Tuesday, November 20, 2018 - 10:30

Maximum Mutual Information Predictive Coding --- a Path to Semantics?

Speaker: David McAllester

Location: CSE 305

Abstract: Language modeling, in the form of ELMO and BERT, yields useful pre-trained task-tunable models. This success of unsupervised pre-training distinguishes language, with its discrete signals, from continuous-signal domains such as speech and vision. Until now the most effective pre-trained task-tunable models in continuous-signal domains have been generated from human-annotated data. This talk will discuss maximum mutual information (MMI) predictive coding as a unifying framework for unsupervised training in both continuous and discrete domains. This talk will describe the motivation, the mathematics, and some very promising computer vision results out of Montreal. This talk will also present a speculative discussion of MMI predictive coding as a language modeling approach to natural language semantics.

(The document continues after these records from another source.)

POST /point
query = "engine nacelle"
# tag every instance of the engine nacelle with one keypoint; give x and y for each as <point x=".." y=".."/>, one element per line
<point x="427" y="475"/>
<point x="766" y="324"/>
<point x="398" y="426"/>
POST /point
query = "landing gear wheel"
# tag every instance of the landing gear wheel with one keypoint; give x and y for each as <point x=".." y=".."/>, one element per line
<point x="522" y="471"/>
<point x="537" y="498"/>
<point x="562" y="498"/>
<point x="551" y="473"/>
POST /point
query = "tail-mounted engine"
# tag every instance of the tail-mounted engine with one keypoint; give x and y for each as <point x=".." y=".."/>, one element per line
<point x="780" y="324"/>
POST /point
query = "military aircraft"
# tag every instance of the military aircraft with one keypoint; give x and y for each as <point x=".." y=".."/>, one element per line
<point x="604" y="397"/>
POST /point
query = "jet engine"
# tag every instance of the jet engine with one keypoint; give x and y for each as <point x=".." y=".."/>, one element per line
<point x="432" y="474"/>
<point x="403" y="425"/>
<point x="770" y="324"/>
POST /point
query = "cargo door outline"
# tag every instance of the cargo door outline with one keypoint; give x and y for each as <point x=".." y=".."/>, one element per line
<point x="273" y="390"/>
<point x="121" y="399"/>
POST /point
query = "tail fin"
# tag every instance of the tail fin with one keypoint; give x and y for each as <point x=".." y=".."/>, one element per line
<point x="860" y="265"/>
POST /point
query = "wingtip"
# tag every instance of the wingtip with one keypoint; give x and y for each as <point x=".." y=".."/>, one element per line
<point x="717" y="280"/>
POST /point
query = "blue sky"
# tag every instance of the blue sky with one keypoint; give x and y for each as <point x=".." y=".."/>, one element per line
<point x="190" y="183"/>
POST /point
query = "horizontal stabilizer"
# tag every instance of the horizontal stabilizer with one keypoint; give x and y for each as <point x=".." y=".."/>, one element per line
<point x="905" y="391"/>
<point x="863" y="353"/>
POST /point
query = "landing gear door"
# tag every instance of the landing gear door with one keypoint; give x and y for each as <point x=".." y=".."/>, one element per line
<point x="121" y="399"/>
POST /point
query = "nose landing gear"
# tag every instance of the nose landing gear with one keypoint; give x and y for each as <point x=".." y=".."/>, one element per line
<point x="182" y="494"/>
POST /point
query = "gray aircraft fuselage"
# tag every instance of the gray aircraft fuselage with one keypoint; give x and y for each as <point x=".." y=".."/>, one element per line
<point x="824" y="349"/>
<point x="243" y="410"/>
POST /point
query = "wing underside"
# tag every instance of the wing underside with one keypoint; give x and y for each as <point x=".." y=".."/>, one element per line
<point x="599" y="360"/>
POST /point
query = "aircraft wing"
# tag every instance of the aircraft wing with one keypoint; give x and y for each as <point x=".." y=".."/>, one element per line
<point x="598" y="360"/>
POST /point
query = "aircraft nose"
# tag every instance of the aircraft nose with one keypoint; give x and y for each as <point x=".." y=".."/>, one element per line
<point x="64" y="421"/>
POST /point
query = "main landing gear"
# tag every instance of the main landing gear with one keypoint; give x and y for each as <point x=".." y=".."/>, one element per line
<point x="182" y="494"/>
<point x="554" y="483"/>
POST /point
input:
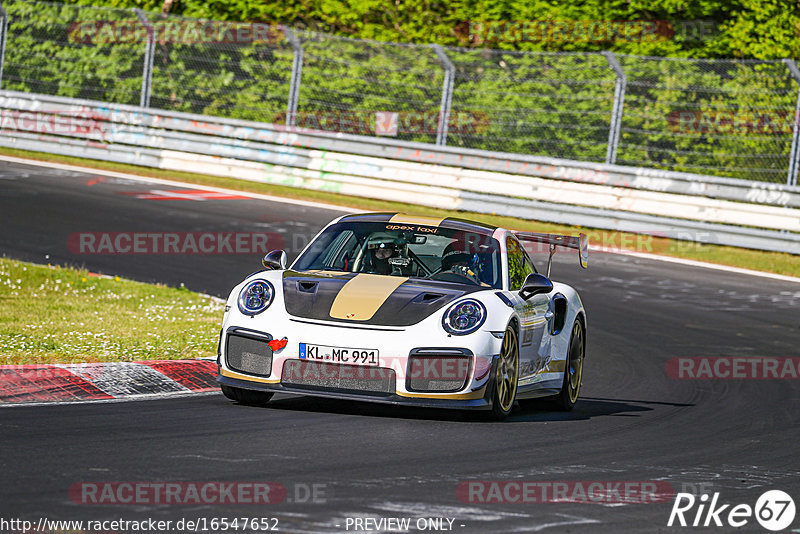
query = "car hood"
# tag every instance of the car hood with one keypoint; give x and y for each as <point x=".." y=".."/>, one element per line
<point x="366" y="298"/>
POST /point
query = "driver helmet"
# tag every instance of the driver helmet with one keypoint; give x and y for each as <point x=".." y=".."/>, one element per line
<point x="382" y="246"/>
<point x="461" y="257"/>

Bio: Professor McAllester received his B.S., M.S., and Ph.D. degrees from the Massachusetts Institute of Technology in 1978, 1979, and 1987 respectively. He served on the faculty of Cornell University for the academic year of 1987-1988 and served on the faculty of MIT from 1988 to 1995. He was a member of technical staff at AT&T Labs-Research from 1995 to 2002. He has been a fellow of the Association for the Advancement of Artificial Intelligence (AAAI) since 1997. From 2002 to 2017 he was Chief Academic Officer at the Toyota Technological Institute at Chicago (TTIC) where he is currently a Professor. He has received two 20 year "test of time" awards --- for a paper on systematic nonlinear planning at the AAAI conference and for a paper on interval methods for constraint solving at the International Conference of Logic Programming.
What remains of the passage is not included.